Der Hessische Ministerpräsident Volker Bouffier lobte bei der Mitgliederversammlung des ADAC Hessen-Thüringen in Frankfurt die Arbeit des Verbandes und nahm zugleich die Automobilhersteller bei der Entschädigung der Dieselfahrer in die Pflicht. „Die Automobilbranche ist für die deutsche und die hessische Wirtschaft hinsichtlich Wertschöpfung, Arbeitsplätze und Exportleistung von enormer Bedeutung. Leider haben die Autokonzerne mit den Manipulationen bei den Abgaswerten bei Dieselfahrzeugen viel Vertrauen bei den PKW-Haltern verspielt. Die Verbraucher benötigen bei Kauf und Nutzung ihres Autos Klarheit, weshalb wieder Verlässlichkeit und Vertrauen in die Produkte aufgebaut werden müssen. Denn auch der Diesel muss eine Zukunft haben und die Menschen sollen sich darauf verlassen können, ihn weiterhin zu fahren. Für den von ihnen verursachten Schaden müssen die Automobilkonzerne die Dieselfahrer entsprechend entschädigen“, sagte Ministerpräsident Bouffier.

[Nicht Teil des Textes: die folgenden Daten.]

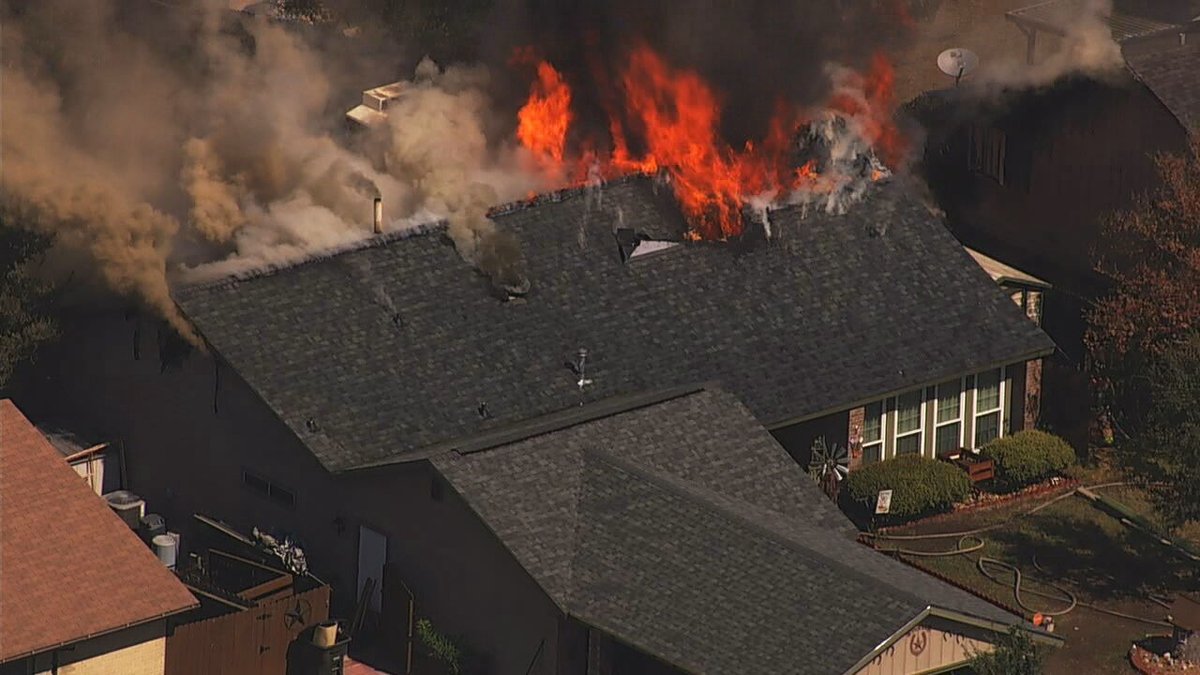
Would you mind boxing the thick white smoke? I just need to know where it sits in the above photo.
[0,0,552,336]
[971,0,1124,89]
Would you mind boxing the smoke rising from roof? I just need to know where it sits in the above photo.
[973,0,1124,90]
[0,0,540,339]
[485,0,911,147]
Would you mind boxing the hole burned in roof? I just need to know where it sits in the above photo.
[613,227,679,263]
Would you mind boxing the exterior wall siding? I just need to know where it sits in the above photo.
[787,359,1040,470]
[858,619,992,675]
[17,316,558,674]
[15,620,167,675]
[59,638,167,675]
[341,462,562,675]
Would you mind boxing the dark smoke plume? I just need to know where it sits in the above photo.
[485,0,911,145]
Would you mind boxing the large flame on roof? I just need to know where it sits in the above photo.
[515,44,906,240]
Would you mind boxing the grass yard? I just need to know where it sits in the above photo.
[883,488,1200,675]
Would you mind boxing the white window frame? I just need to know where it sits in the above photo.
[892,387,929,458]
[862,399,888,464]
[971,366,1006,450]
[932,377,969,459]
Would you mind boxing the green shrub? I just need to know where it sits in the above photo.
[844,455,971,524]
[416,619,462,675]
[980,430,1075,492]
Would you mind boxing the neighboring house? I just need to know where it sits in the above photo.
[16,177,1054,673]
[0,400,198,675]
[910,32,1200,447]
[1004,0,1200,64]
[432,388,1050,674]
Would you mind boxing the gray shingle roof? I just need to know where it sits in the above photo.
[1126,44,1200,133]
[176,178,1052,471]
[432,389,1020,674]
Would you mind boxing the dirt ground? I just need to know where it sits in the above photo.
[893,0,1037,101]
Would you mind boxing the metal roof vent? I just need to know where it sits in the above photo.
[613,227,679,258]
[566,347,592,392]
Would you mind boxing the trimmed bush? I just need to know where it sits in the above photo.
[844,455,971,524]
[979,430,1075,492]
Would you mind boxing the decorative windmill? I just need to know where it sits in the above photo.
[809,436,850,501]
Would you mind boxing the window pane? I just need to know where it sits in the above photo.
[935,422,959,455]
[976,370,1000,412]
[896,434,920,455]
[863,401,883,444]
[976,411,1000,448]
[937,380,961,422]
[896,389,920,434]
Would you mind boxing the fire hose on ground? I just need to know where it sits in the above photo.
[863,482,1171,628]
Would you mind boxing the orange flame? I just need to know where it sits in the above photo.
[517,44,904,240]
[515,52,574,166]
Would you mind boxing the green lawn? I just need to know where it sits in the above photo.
[884,488,1200,675]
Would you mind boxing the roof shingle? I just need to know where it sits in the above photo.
[1126,44,1200,133]
[0,400,197,662]
[433,389,1020,674]
[176,178,1052,471]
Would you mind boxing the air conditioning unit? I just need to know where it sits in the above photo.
[104,490,146,531]
[150,532,179,569]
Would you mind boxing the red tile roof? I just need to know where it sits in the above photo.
[0,400,197,662]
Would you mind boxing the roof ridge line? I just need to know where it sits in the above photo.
[583,448,945,608]
[340,383,720,473]
[174,219,449,292]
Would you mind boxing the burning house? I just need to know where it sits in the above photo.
[7,6,1070,673]
[908,9,1200,447]
[18,162,1052,671]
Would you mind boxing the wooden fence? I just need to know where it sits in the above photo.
[164,586,329,675]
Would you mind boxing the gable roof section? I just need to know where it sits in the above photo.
[432,389,1020,674]
[1126,44,1200,133]
[176,172,1052,471]
[0,400,197,662]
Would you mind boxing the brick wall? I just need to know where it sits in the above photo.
[1025,359,1042,429]
[846,407,866,470]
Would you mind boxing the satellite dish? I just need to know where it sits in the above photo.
[937,47,979,84]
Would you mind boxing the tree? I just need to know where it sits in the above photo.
[0,213,58,389]
[1085,135,1200,432]
[1129,330,1200,526]
[971,626,1045,675]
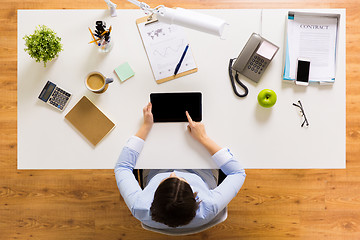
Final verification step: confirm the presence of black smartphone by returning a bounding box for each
[150,92,202,122]
[295,58,310,86]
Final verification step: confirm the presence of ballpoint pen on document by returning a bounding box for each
[174,44,189,75]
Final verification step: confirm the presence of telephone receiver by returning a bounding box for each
[229,33,279,97]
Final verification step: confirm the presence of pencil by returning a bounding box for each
[89,38,101,44]
[89,28,96,44]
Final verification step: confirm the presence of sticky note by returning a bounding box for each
[115,62,135,82]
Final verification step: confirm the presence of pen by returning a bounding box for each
[89,28,96,44]
[174,44,189,75]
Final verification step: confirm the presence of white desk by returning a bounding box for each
[18,9,346,169]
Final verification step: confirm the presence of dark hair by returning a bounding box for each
[150,177,199,227]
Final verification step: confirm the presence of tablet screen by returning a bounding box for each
[150,92,202,122]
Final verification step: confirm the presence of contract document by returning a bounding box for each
[283,12,339,83]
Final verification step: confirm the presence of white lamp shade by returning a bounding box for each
[156,7,227,37]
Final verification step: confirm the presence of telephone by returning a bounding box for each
[229,33,279,97]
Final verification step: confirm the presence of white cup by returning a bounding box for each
[85,71,114,93]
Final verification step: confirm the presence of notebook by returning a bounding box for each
[65,96,115,146]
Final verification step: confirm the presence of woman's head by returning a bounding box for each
[150,173,199,227]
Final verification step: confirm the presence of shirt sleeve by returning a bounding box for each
[114,136,144,212]
[211,148,246,214]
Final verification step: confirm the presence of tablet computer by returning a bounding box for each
[150,92,202,122]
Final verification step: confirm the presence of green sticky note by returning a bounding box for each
[115,62,135,82]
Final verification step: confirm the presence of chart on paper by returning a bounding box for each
[138,21,196,80]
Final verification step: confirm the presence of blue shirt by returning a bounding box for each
[115,136,246,229]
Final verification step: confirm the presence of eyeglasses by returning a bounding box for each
[293,100,309,127]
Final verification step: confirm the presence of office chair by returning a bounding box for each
[133,169,227,236]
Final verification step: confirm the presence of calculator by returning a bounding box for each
[39,81,71,111]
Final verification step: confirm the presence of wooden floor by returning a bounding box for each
[0,0,360,240]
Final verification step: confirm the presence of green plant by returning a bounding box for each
[24,25,63,67]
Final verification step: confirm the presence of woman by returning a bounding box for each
[115,103,246,229]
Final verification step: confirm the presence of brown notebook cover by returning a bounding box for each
[65,96,115,146]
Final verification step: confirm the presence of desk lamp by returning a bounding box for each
[128,0,227,37]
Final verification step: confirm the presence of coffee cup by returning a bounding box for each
[85,72,114,93]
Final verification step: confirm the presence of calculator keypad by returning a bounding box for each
[48,87,71,111]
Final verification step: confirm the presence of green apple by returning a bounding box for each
[258,89,277,108]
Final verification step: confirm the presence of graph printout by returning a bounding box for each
[138,21,196,80]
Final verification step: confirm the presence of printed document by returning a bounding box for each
[284,13,338,82]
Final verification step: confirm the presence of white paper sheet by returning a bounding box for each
[288,14,337,81]
[139,21,196,80]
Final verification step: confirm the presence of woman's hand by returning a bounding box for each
[143,102,154,128]
[135,103,154,140]
[186,111,221,155]
[185,111,208,143]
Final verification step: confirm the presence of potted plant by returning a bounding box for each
[24,25,63,67]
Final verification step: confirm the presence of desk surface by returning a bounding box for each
[18,10,345,169]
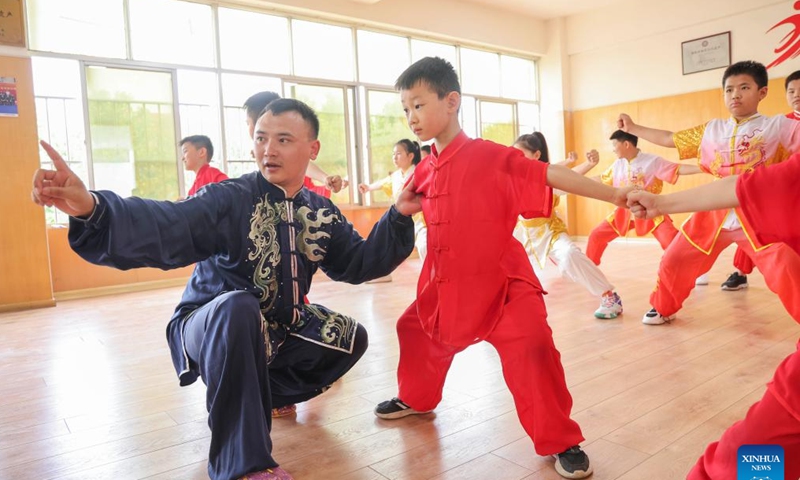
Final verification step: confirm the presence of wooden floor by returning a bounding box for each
[0,242,800,480]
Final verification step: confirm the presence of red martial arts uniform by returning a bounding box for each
[397,131,583,455]
[688,154,800,480]
[650,114,800,317]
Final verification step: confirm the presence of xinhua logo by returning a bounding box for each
[736,445,784,480]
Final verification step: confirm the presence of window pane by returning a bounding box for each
[222,73,283,168]
[365,91,410,203]
[31,57,92,224]
[358,30,410,85]
[290,85,352,204]
[500,55,536,100]
[517,102,541,135]
[129,0,214,67]
[86,67,180,200]
[25,0,125,58]
[480,102,516,145]
[411,38,458,67]
[461,48,500,97]
[219,8,291,74]
[178,70,226,185]
[292,20,355,81]
[461,95,480,138]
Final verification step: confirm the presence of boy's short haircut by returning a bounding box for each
[242,92,281,124]
[722,60,769,88]
[394,57,461,98]
[608,130,639,147]
[266,98,319,140]
[783,70,800,90]
[178,135,214,162]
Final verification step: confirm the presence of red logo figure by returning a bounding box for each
[767,1,800,68]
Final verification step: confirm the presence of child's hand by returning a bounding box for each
[586,149,600,167]
[628,190,662,218]
[617,113,636,132]
[394,178,422,216]
[31,140,95,217]
[609,187,634,208]
[325,175,344,193]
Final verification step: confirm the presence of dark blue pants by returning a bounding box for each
[183,292,367,480]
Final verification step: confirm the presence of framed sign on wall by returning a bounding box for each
[681,32,731,75]
[0,0,25,47]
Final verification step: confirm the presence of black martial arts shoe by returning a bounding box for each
[553,445,592,478]
[375,397,431,420]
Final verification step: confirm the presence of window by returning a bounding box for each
[480,102,516,146]
[358,30,410,85]
[292,20,355,81]
[129,0,214,67]
[364,90,410,203]
[31,57,92,223]
[86,66,181,200]
[178,70,222,191]
[25,0,125,58]
[24,0,540,217]
[222,74,283,177]
[461,47,500,97]
[287,85,353,203]
[517,102,541,135]
[219,8,292,75]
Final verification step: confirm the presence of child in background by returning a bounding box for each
[628,154,800,480]
[358,138,430,260]
[179,135,228,197]
[618,61,800,325]
[586,130,705,273]
[514,132,622,319]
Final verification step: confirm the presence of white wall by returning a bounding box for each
[566,0,800,110]
[230,0,547,55]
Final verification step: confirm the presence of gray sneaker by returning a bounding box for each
[553,445,593,478]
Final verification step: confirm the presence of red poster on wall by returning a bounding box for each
[0,77,19,117]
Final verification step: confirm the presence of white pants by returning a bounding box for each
[532,233,614,297]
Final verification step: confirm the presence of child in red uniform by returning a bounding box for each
[618,61,800,325]
[628,154,800,480]
[179,135,228,197]
[375,57,626,478]
[722,70,800,290]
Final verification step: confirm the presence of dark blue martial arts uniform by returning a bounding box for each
[69,172,414,480]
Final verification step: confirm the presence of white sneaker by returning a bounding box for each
[642,308,675,325]
[594,292,622,320]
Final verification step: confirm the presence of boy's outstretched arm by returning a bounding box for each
[628,175,739,218]
[617,113,675,148]
[547,165,633,208]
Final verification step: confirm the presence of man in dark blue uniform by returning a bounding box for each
[32,99,414,480]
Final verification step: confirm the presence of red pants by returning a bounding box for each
[650,228,800,318]
[733,247,755,275]
[586,218,678,265]
[397,280,583,455]
[687,342,800,480]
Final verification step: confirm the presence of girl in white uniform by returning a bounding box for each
[358,138,428,261]
[514,132,622,319]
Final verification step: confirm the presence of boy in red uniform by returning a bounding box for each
[628,154,800,480]
[375,57,626,478]
[618,61,800,325]
[179,135,228,197]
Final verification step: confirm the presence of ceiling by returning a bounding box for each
[457,0,622,20]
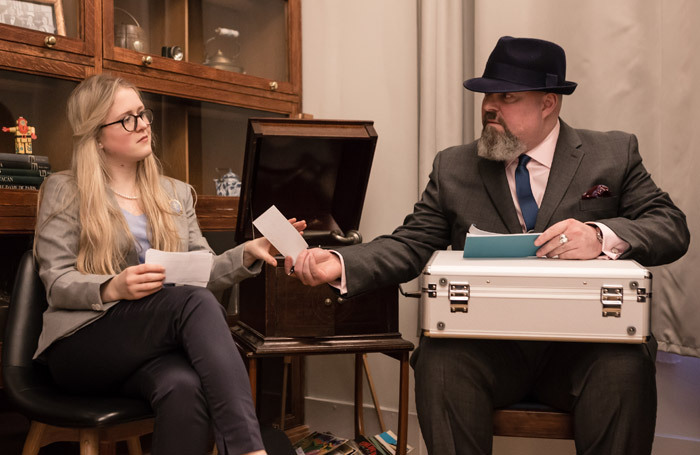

Dank für ehrenamtliches Engagament

„Der ADAC zählt mit bundesweit rund 20 Millionen Mitgliedern – mehr als 2,1 Millionen in Hessen und Thüringen – zu den erfolgreichsten Vereinen, auch im weltweiten Vergleich. Seit über 100 Jahren ermöglicht der Mobilitätsclub seinen Mitgliedern ‚einfach sicher unterwegs‘ zu sein. Dabei ist es besonders eindrucksvoll, dass dieses Ziel immer wieder den gesellschaftlichen und wirtschaftlichen Anforderungen angepasst wird. Heute wird daran gearbeitet, die Herausforderungen von Digitalisierung, Umweltschutz und Vernetzung zum Bestandteil des Fortkommens zu entwickeln. Angesichts der Vielfalt dieses Engagements – von der bekannten Pannenhilfe über Service und Beratung, über Touristik und Freizeit bis hin zu Sicherheit, Nachhaltigkeit und Rechtsschutz – danke ich den Haupt- und Ehrenamtlichen des ADAC für ein vielseitiges und reiches ehrenamtliches Engagement“, so Volker Bouffier in seinem Grußwort.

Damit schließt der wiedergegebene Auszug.